It’s a fine November morning here on the mountain. Ol’ Antonio really nailed it with his Autumn piece. It’s as if he was here when he composed it. In fact, if you’d like a soundtrack to this post, check this:
I rambled through the fields on my morning walk, relishing in the scent of rain - near past, and promised - and fallen leaves. The sun was groggy, peeking out occasionally through the gathering clouds. All around, the trees burned with the glory of November.
From a pause atop a hill, I eyed the stream valley I had climbed from, and wondered Why isn’t there a “Tree of the Year” award?
(There probably is, and I shudder to imagine the politics of the arborist society that votes on the matter. You know how people are. The Zelkova faction overthrew the Hickory bloc last year, but the Gingko party is biding it’s time, waiting to capitalize on the division, and return to it’s former favor with urban planners.)
Whatever.
Imagined drama aside, here’s my Tree of the Year award.
The Maples have been bringing it.
The silver maple right outside my window is shedding yellow leaves. The ground is quite thick with them. It’s Maple colleagues have been resplendent this season. A Red has particularly distinguished himself, aflame at the edge of the bee field, and mentioned in Friday’s post with Eva Cassidy’s Autumn Leaves. A well-timed gust off Long Mountain made my jaw hit the floor. A thousand embers fell from the branches.
Further up the path, pools of gold gather on the dark earth, as the younger maples relinquish their grip on summer. If trees could scrapbook, this is how they’d do it, spreading their leaves, and memories, on the ground. “Hey, remember that July noon? Put it right next to that night with the fireflies.”
The Hickories are making colors talk.
Their orange-tinged amber leaves have a hearty intensity, matching the strength of their branches. Equally stunning against a blue sky or misty gray, they make up for their quiet summer green. If fall colors could talk, the hickories would shout.
Across the yard from the silver maple, a pecan begins a subtle transformation. Also a member of the hickory family, it’s eschewed the extroversion of it’s Shagbark and Pignut cousins, turning a quiet limeade instead.

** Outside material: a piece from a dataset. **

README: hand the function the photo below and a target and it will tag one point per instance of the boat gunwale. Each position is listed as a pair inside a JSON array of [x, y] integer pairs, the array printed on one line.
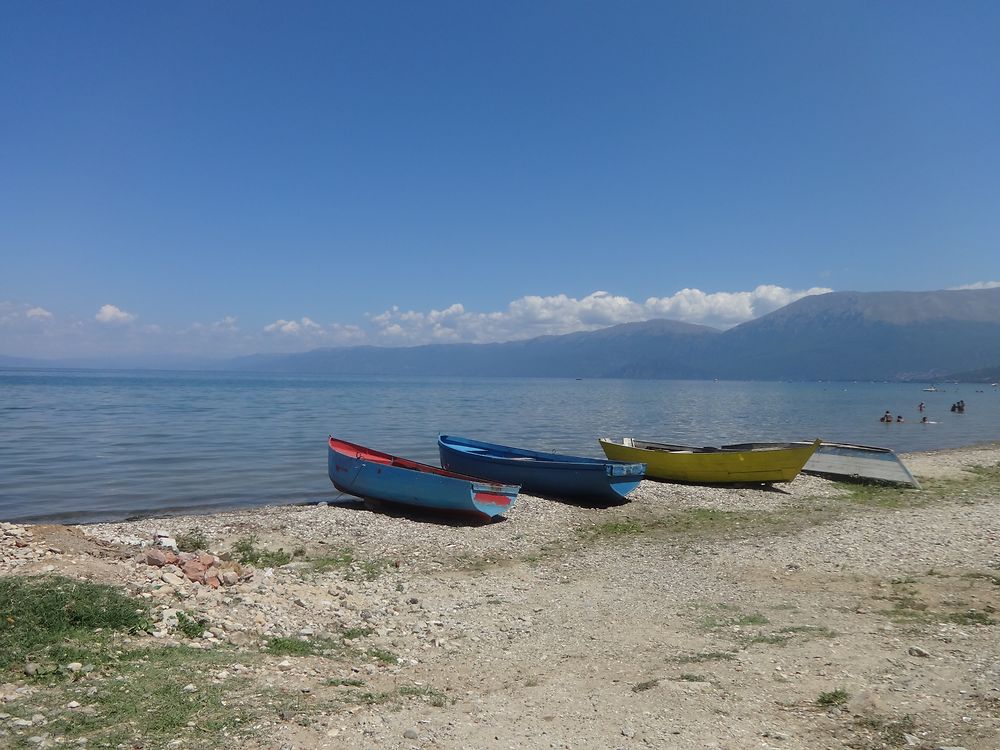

The Sycamores have my vote this year.
They had always been somewhere else. Viewed outside the car window, speckled white branches waving from the farm creeks along I-81, or wayside on long bike trips.
But now, I’ve gotten to know some here at the mountain. They live at the edge of a pasture. In the summer, their wide leaves offered a cool shade next to the laughing stream, a place to dream about what might have been. Fireflies danced among them on those late June evenings, gems in the crown of the Forest Kings.
Their white branches look like a painting, something Andy Wyeth would do. Many a gloomy midwinter Sunday I spent at the art gallery back in the city, with hands folded behind my back, peering at the masterpieces on the wall. “Well, I guess that’s what a tree looks like, but, I dunno.”
Here, by the stream, their branches imitate art.
Their now russet leaves blanket the path to the back field, the way up the mountain, and to Adventure.
I’d be wise to listen.
Josh
PS. I just checked out an Oxford collection of essays. Y’all are in for it. But seriously, thanks for reading!
PPS. The Oak contingent is rightly offended at the glaring omission. We’ll have to get to them soon. The Persimmon deserves mention as well.
Nice observations. It is a hickory year in the people's republic of southern Maryland, all yellows, with oaks adding a few branches of rusty red here and there for contrast. The maples in south central PA were early and not as brilliant this year. All good things come to an end, and the leaves are falling fast. Need one of those Diesel powered turbine blowers!